日本ヒューレット・パッカード(東京都)のプログラマーで、退職半年後に自殺した東京都武蔵野市の男性=当時(31)=の父親(67)=兵庫県在住=が労災認定を求めた行政不服審査請求で、労働保険審査会は31日までに、過重労働が原因で発症したうつ病による自殺と認める決定をした。父親の代理人は、半年以上経過していたにもかかわらず業務が原因と認められたのは画期的だと評価している。

裁決によると、男性は1998年7月、社内でプロジェクトのマネジャーに就任。同12月にうつ病と診断され、休職と復職を繰り返すようになった。同9月から11月の時間外労働は月118~164時間に及び、男性は2001年12月に希望退職。02年7月に自殺した。

同審査会は「マネジャー就任後の業務は相当過重で、業務による心理的負荷は精神障害を発病させる危険のある強度のものだった」と指摘。98年10月に発症したうつ病が自殺につながったと認定した。

男性の自殺をめぐっては、新宿労働基準監督署が03年6月、業務起因性を否定し遺族補償給付などの不支給を決定。父親が行政不服審査請求をしたが、東京労働者災害補償保険審査官も06年1月に棄却した。

代理人の尾林芳匡弁護士は「退職後、時間が相当経過しているにもかかわらず業務と自殺の因果関係を認めたことで、今後、救済範囲がかなり拡大するのではないか」と話している。(1月31日 時事通信)
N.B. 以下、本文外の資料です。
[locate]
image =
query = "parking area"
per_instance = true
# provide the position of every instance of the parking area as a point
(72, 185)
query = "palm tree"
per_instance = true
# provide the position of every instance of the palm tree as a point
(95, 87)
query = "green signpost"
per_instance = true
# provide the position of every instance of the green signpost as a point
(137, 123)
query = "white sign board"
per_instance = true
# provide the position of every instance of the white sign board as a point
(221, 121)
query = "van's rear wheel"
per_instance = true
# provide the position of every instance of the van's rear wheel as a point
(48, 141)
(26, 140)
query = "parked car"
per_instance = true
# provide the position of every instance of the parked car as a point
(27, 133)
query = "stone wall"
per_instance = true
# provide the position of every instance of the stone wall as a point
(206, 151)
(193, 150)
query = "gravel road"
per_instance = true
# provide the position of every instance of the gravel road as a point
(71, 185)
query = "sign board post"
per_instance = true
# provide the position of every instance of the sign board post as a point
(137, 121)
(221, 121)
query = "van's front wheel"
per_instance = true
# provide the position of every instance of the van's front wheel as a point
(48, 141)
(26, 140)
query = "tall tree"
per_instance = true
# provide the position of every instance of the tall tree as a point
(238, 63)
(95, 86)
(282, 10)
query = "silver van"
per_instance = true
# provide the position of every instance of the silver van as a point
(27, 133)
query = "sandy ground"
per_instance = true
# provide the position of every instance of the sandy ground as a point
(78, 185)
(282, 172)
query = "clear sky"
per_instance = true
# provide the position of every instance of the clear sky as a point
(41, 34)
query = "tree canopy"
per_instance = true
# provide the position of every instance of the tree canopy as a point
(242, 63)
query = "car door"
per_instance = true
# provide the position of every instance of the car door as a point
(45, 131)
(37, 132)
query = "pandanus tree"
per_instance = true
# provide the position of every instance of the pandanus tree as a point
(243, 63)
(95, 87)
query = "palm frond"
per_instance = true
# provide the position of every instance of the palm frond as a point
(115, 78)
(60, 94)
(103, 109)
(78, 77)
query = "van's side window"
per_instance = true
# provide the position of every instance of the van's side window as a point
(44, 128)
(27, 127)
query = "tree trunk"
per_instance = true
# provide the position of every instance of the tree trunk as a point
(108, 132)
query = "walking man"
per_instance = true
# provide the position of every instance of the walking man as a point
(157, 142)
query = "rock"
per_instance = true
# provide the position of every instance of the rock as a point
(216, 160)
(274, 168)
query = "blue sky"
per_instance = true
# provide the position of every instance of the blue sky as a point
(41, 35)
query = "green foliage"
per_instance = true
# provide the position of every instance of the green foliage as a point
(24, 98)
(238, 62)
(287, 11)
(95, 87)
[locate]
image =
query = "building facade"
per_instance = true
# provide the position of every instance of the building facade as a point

退職後の自殺に対して業務起因性を認めた注目される判決が出ました。

精神疾患は、外傷とは異なり見た目にも判断しにくいため、在職中にのみ発症するとは限りません。退職後に発症した傷病についても因果関係があるとされたわけです。企業としては、精神疾患をかかえる従業員に対する対策を今後どのように行っていくべきか、十分に考えさせるものとなりそうです。